Le second concile de Châlons-sur-Saône tenu en 813 en remarque dès lors les abus. Plusieurs, dit ce concile, se trompent dort eux-mêmes en faisant inconsidérément des pèlerinages à Rome, à Tours, et en d’autres lieux, sous prétexte de dévotion. Des prêtres, des diacres, et d’autres du clergé menant une vie défectueuse se croient délivrés de leurs péchés et rétablis dans leurs fonctions pourvu qu’ils puissent atteindre les lieux que nous venons de marquer. Des laïques se persuadent de même que visitant ces saints lieux et y faisant des prières ils auront l’impunité des péchés qu’ils commettent ou de ceux qu’ils ont commis. Des personnes puissantes, sous prétexte d’un voyage de Rome ou de Tours, lèvent des impôts considérables et chargent les pauvres, voulant ainsi faire croire que ce qu’ils exigent par le motif d’avarice ils n’ont dessein de l’employer qu’à visiter les saints lieux, et à y faire leurs prières. Il y a des pauvres qui font la même chose pour gueuser avec plus de facilité. Il y en a aussi qui font les vagabonds, feignant d’aller dans ces lieux saints ; ou qui sont assez lâches pour croire que la seule vue de ces lieux les délivre de leurs péchés ; ne considérant pas ce que dit saint Jérôme, que ce n’est pas pour avoir vu Jérusalem que l’on est digne de louange, mais pour y avoir bien vécu. L’on aura, ajoute ce concile, à suivre le décret de l’empereur (Charlemagne) pour corriger ces abus. Quoique ce grand et pieux empereur favorisât les pèlerinages presque jusqu’à l’excès, comme les auteurs de sa vie l’ont remarqué, il ne laissa pas de défendre sévèrement, et de réprimer ceux qui le faisaient de la manière abusive que l’on vient de rapporter. Il continua seulement à favoriser ceux que le même concile approuve en ces termes : Nous approuvons de tout point la dévotion de ces personnes qui s’étant confessées à leurs curés et ayant reçu d’eux l’ordre de la pénitence qu’ils ont à faire vont visiter les tombeaux des saints apôtres ou de tels autres saints qu’ils voudront, en priant assidument, en faisant des aumônes, en corrigeant leur vie, en édifiant par leurs mœurs.

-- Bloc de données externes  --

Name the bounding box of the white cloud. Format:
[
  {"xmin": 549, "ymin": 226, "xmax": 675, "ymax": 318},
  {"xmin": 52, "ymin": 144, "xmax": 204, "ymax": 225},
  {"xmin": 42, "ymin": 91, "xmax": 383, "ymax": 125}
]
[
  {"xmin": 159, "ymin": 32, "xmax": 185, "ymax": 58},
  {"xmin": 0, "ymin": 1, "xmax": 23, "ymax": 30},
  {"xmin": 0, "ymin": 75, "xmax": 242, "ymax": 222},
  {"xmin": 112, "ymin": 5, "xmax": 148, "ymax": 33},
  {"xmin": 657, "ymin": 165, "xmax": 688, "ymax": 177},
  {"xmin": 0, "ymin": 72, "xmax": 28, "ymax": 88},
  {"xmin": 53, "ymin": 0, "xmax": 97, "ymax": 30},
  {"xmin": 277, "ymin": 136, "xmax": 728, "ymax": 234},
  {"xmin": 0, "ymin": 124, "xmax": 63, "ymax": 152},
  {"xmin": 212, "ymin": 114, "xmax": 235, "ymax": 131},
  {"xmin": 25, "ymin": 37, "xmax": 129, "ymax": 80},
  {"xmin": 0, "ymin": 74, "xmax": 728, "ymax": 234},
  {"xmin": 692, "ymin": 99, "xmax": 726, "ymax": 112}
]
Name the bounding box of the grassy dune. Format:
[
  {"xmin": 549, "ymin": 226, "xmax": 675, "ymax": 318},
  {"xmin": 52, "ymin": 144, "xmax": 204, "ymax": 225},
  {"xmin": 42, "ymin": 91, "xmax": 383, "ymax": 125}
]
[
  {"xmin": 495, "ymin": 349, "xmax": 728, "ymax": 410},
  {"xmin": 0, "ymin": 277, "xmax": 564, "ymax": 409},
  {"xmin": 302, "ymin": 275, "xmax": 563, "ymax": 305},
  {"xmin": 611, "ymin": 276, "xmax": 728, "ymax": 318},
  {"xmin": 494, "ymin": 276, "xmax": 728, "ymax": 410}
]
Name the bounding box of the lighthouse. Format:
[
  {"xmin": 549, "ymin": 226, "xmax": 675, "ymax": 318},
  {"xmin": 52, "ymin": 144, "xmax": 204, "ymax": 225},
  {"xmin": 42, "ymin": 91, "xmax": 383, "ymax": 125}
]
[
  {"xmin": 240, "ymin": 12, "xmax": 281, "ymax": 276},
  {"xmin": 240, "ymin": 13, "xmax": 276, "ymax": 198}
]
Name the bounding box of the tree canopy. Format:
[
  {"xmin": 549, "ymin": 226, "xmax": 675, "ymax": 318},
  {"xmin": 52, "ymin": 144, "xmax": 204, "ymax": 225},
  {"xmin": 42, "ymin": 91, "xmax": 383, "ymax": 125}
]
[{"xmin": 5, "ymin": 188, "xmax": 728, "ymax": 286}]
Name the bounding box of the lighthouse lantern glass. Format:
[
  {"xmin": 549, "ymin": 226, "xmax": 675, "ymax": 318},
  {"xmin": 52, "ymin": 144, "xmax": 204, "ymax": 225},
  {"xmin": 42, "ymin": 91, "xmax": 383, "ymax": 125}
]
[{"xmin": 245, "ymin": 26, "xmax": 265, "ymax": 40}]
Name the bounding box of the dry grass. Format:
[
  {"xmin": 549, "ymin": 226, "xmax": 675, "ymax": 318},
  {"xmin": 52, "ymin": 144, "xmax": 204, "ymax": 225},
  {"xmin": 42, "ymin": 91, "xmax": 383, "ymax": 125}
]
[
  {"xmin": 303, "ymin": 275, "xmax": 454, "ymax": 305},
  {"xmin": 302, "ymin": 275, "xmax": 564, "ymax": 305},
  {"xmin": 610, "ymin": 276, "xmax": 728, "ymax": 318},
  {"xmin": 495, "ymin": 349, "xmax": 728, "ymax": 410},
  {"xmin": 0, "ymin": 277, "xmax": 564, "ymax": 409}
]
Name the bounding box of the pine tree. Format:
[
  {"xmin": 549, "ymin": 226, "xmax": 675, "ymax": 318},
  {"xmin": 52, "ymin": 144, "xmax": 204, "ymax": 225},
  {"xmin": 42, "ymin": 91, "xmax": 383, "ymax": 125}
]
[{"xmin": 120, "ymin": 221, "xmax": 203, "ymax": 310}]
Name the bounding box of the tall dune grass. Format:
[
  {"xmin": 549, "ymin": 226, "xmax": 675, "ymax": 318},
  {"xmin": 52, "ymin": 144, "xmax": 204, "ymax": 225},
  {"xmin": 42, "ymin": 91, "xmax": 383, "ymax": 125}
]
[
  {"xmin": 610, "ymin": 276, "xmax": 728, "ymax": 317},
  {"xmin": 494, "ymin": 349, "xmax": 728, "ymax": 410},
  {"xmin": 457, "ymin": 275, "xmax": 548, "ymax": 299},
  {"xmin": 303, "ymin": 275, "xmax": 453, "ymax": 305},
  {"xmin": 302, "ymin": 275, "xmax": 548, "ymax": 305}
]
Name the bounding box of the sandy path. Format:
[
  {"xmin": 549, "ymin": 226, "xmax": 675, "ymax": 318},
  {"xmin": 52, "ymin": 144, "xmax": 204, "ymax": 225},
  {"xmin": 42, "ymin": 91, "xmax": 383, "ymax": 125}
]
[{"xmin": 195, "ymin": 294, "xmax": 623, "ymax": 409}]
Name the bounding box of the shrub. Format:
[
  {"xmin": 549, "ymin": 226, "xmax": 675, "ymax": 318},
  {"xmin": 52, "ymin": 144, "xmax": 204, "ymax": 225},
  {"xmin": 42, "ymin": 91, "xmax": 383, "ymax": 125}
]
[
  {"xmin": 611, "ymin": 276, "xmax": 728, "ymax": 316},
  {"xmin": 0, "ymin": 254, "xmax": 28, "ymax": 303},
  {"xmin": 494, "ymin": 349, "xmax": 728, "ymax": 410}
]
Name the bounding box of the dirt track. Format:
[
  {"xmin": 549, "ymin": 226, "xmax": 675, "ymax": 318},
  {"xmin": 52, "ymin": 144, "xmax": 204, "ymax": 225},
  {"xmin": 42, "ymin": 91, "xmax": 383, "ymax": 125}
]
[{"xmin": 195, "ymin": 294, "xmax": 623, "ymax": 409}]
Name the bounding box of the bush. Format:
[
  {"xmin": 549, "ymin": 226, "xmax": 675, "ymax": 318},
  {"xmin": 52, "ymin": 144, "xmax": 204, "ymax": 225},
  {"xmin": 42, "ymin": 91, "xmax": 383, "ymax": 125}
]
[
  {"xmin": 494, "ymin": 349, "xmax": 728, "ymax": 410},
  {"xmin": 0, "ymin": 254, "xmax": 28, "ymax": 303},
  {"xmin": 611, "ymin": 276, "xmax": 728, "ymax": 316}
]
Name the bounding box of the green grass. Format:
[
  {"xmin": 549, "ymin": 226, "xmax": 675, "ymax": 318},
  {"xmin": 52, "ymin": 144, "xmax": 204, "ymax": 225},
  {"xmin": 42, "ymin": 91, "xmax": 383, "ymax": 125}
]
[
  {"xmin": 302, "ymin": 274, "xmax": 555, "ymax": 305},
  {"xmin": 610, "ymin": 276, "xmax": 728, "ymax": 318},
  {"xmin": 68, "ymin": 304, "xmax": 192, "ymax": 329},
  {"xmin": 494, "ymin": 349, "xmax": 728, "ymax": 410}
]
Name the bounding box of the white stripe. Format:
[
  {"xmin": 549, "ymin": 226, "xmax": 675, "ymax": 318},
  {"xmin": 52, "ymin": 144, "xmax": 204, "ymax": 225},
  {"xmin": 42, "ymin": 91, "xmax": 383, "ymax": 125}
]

Cette messe votive est très utile pour ces sortes de pèlerins ou voyageurs que ce concile approuve. Elle l’est encore pour tous ceux qu’une bonne raison oblige d’entreprendre un voyage. Ils ont lieu d’espérer que le secours de Dieu qu’ils implorent dans cette messe, ou qu’on implore pour eux, ne leur manquera pas.

Où irions-nous, Seigneur, sans votre secours, que dans des précipices ? Vous êtes le terme de l’unique voyage que nous avons tous à faire, vous en êtes la voie et le guide. Ne nous en laissez jamais entreprendre aucun qui soit contraire à celui-là ; et faites qu’au milieu des dissipations et des dangers qui en sont inséparables nous conservions par votre grâce un cœur tranquille, et que rien ne soit capable de nous détacher de vous.